The RTTT applications were a tremendous amount of work for already overworked state education agencies, so in some ways, I’m surprised that so many states applied in the first place. Alaska and Texas both have a history of not wanting to participate in many national initiatives or associations, and I don’t know enough about North Dakota to guess why it didn’t participate. That leaves Vermont, my home state.
Like Texas, Vermont likes to be different, i.e. there’s still a group of Vermonters who want to secede and have the state become its own republic. I received a phenomenal public education and while attending school I did not realize how progressive my schools were. I experienced some of the strategies that are now widespread and recommended (i.e. small schools, freshman academies, advisories, distributed leadership teams, hands-on and experiential learning, project-based learning, etc) before they were popular. Many Vermont schools could be vanguard examples for the rest of the country, but that doesn’t mean that other schools aren’t struggling, or that the top could be even better.
I understand that Vermont schools have different needs than much of the rest of the country, but does that mean that there isn’t still room for improvement? Do rural students have the same access to AP courses that Burlington and suburban students do? Are students in all schools reading at or above proficiency levels? Are schools allowed to operate with autonomy and accountability (i.e. charter schools or schools with charter-like conditions)? Are teachers promoted based on other measurements than seniority? Are all decisions made in the best interest of students?
A recent Burlington Free Press blog highlights some of the reasons VT did not participate in the Race, and includes some of the defensive arguments Deputy Education Commissioner Rae Ann Knopf. While some of the arguments are legitimate (such as the federal strings attached to portions of the funding and the different needs of a more rural state) I have a hard time believing that the state couldn’t find a way to work around those restrictions. Vermonters often use the big overbearing corrupt federal government argument as a way to defend the status quo (hence the recent controversy over the firing of a beloved principal of the H.O. Wheeler School in Burlington).

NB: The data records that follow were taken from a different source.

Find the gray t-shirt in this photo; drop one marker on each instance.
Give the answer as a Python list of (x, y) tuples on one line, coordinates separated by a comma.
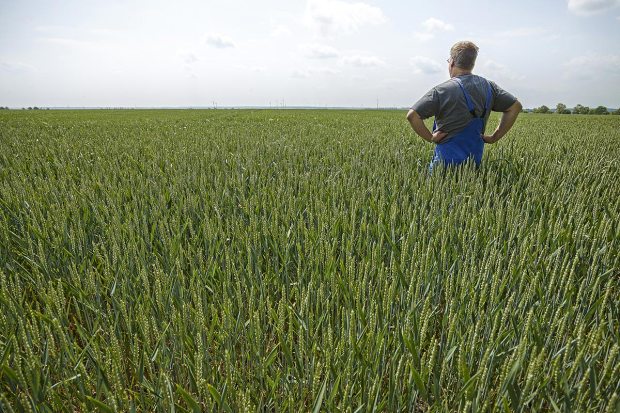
[(447, 103)]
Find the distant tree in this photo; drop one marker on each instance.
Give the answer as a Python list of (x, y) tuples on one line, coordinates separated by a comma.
[(600, 110), (581, 110), (560, 108)]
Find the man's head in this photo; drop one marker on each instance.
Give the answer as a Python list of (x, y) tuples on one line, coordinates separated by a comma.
[(463, 56)]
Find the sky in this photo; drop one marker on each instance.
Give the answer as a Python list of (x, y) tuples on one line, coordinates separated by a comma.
[(353, 53)]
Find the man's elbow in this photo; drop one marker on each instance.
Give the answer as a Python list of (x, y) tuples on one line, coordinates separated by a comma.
[(516, 107)]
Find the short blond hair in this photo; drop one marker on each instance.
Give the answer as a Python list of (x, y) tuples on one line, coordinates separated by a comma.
[(464, 54)]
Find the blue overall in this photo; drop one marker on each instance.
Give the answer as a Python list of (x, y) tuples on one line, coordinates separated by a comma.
[(466, 144)]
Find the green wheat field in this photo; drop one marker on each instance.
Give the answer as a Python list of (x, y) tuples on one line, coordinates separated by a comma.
[(305, 261)]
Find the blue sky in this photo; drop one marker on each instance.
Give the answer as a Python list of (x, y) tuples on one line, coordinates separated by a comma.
[(310, 52)]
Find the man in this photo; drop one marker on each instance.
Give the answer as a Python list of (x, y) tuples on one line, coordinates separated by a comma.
[(461, 107)]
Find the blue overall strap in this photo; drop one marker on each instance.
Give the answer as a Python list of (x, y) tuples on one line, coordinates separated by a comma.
[(487, 103), (470, 105)]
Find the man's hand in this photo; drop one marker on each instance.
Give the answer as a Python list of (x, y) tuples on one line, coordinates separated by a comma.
[(420, 128), (439, 136)]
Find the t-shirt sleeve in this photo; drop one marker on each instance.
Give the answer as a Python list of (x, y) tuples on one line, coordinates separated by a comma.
[(428, 105), (503, 100)]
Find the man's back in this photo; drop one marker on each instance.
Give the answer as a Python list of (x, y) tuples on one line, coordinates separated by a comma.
[(461, 107), (447, 102)]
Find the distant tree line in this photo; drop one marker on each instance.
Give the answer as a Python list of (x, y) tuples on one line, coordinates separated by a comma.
[(561, 109)]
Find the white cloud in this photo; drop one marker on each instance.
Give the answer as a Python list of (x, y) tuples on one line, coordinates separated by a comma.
[(336, 16), (594, 64), (499, 71), (435, 25), (69, 42), (363, 61), (319, 51), (426, 65), (524, 32), (15, 67), (219, 41), (590, 7), (188, 57), (432, 26), (281, 30), (423, 37), (312, 72)]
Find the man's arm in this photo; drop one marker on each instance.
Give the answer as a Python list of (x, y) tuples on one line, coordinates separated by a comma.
[(505, 123), (420, 128)]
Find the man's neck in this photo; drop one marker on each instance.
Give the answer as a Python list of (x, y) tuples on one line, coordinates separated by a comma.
[(460, 72)]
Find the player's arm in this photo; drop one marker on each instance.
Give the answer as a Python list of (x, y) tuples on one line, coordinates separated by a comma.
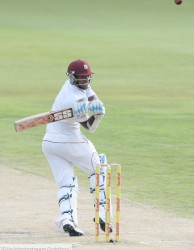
[(96, 107)]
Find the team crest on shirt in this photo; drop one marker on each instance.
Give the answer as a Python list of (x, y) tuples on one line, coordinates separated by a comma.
[(85, 66)]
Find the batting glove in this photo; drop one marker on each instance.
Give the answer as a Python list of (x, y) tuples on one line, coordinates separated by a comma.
[(96, 107)]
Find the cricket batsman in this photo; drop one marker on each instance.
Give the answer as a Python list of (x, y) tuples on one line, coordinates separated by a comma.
[(65, 146)]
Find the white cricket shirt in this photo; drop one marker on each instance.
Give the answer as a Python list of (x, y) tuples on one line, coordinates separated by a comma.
[(67, 130)]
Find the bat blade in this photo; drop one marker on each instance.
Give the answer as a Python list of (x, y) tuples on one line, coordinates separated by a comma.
[(43, 118)]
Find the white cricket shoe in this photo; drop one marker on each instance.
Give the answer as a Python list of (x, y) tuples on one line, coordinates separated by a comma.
[(69, 227)]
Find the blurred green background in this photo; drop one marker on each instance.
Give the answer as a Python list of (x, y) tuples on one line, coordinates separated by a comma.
[(143, 55)]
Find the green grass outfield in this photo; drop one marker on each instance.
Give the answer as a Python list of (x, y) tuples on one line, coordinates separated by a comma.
[(143, 56)]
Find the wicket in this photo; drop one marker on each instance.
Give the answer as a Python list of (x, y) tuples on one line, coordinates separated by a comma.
[(108, 202)]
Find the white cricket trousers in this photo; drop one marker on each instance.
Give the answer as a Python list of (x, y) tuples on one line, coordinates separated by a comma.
[(62, 157)]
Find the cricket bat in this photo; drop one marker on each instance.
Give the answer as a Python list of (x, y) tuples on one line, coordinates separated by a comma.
[(43, 118)]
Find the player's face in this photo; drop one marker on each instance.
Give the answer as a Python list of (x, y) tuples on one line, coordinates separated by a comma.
[(84, 81)]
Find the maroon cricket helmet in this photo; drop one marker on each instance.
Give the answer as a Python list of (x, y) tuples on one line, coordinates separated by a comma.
[(79, 68)]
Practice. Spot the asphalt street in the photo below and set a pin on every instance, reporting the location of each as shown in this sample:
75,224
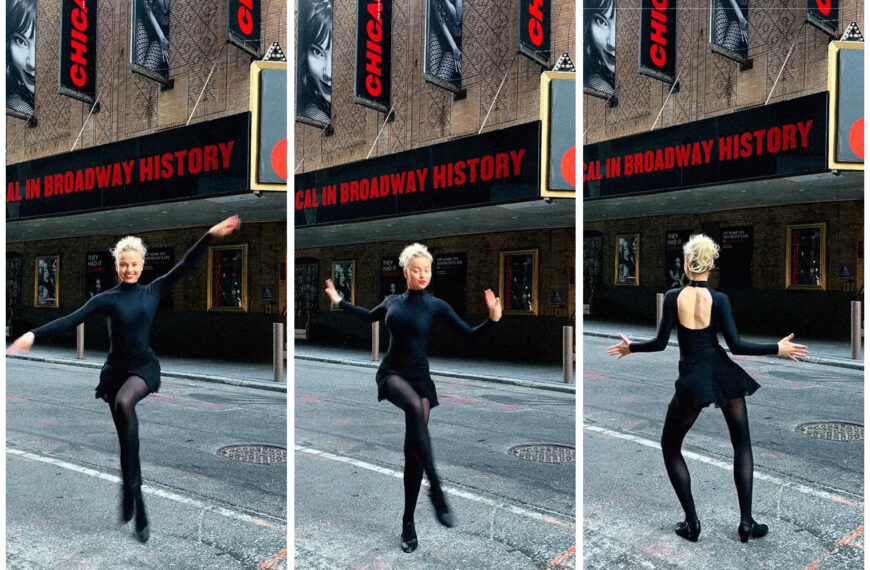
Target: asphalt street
511,512
810,491
206,511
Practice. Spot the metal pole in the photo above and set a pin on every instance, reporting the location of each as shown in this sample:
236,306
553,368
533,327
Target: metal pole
278,351
376,340
660,308
568,354
80,342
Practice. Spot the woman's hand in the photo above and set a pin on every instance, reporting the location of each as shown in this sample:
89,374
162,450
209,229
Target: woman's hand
24,342
493,304
790,349
226,227
332,293
621,349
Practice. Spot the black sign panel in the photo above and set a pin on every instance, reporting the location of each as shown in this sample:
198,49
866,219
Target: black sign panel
658,39
201,160
735,258
783,139
78,49
824,14
243,25
374,46
392,279
449,280
100,272
534,32
500,166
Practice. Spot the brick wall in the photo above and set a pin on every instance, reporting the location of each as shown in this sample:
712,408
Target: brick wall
130,104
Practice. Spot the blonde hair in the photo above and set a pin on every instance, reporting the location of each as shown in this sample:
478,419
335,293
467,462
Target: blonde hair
129,243
700,252
412,251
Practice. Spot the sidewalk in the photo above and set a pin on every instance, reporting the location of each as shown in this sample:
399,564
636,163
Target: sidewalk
247,374
821,351
541,376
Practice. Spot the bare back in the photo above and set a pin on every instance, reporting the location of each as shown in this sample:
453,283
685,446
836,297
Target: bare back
694,307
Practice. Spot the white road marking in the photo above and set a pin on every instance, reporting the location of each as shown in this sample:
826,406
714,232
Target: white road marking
229,513
728,467
447,489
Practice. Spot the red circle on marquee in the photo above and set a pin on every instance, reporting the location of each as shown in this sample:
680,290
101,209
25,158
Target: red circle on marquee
279,158
568,166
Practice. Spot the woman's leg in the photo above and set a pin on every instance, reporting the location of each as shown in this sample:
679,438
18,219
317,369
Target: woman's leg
738,426
677,424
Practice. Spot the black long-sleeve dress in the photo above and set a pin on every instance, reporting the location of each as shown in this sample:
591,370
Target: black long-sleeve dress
409,318
707,374
129,309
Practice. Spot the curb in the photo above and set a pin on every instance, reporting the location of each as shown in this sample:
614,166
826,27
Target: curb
565,388
823,360
273,387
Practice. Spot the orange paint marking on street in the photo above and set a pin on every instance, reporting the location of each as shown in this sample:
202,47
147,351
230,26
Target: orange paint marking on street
559,559
274,559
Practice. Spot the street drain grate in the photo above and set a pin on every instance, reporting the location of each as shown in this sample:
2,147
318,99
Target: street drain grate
545,453
261,454
835,431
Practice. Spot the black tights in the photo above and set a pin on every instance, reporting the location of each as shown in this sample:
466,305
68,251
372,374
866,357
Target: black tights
677,424
418,446
123,406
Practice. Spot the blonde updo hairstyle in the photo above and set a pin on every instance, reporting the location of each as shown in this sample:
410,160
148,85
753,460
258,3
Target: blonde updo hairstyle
129,243
412,251
701,253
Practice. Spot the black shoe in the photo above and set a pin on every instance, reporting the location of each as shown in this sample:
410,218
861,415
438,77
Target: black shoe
751,530
142,532
442,511
409,537
688,530
126,504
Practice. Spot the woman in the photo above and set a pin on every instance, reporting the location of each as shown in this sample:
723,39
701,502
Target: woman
707,376
403,377
131,371
314,74
20,56
599,45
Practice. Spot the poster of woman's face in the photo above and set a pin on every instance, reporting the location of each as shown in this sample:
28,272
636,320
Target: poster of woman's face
20,57
149,48
599,47
729,28
46,281
314,62
443,65
627,259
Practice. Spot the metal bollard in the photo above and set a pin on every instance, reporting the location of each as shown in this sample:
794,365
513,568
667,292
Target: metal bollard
278,351
80,342
660,308
376,340
568,354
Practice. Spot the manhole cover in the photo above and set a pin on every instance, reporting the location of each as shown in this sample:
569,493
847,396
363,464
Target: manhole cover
255,453
545,453
836,431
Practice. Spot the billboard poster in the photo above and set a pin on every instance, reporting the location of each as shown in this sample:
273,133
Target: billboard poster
78,50
534,31
20,57
149,41
314,62
729,29
243,25
443,58
374,46
658,39
599,47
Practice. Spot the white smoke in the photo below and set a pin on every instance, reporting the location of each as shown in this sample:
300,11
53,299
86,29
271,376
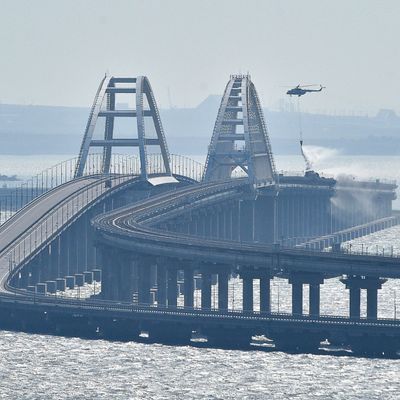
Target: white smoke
319,156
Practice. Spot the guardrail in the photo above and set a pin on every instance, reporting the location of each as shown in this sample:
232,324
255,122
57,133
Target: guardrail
113,306
13,199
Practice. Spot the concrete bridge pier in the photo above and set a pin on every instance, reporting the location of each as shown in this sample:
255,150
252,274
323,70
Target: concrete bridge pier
172,285
223,280
24,278
265,293
206,283
314,280
188,288
248,295
108,273
371,284
125,278
161,283
248,274
144,264
246,220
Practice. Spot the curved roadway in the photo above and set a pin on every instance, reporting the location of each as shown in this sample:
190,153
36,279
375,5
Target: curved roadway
133,228
26,232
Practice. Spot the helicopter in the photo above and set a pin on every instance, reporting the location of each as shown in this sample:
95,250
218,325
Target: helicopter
300,91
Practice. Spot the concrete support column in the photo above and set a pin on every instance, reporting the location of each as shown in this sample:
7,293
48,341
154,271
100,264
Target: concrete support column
247,208
355,302
314,280
314,300
161,284
355,284
125,270
247,293
188,287
223,278
172,274
265,294
106,261
24,280
205,290
143,268
235,222
297,298
372,303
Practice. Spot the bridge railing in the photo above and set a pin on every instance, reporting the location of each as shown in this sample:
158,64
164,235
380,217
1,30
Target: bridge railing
13,199
26,246
180,165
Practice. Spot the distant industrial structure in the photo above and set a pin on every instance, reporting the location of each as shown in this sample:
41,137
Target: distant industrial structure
152,227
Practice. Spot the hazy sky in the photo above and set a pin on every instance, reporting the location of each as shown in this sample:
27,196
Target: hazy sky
55,52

Sometimes, these arguments are completely justified, USED is far from perfect and sometimes federal plans with the best of intentions have adverse (and unintended) consequences. That said, applying for Race to the Top could have allowed more Vermont schools the opportunity to not only Race to the Top, but to surge past other states. Such a federal program could have been used to highlight and bring to scale some of Vermont’s strongest strategies and policies, and more importantly, could have offered the schools that are struggling (which do exist in the state) the chance to truly improve.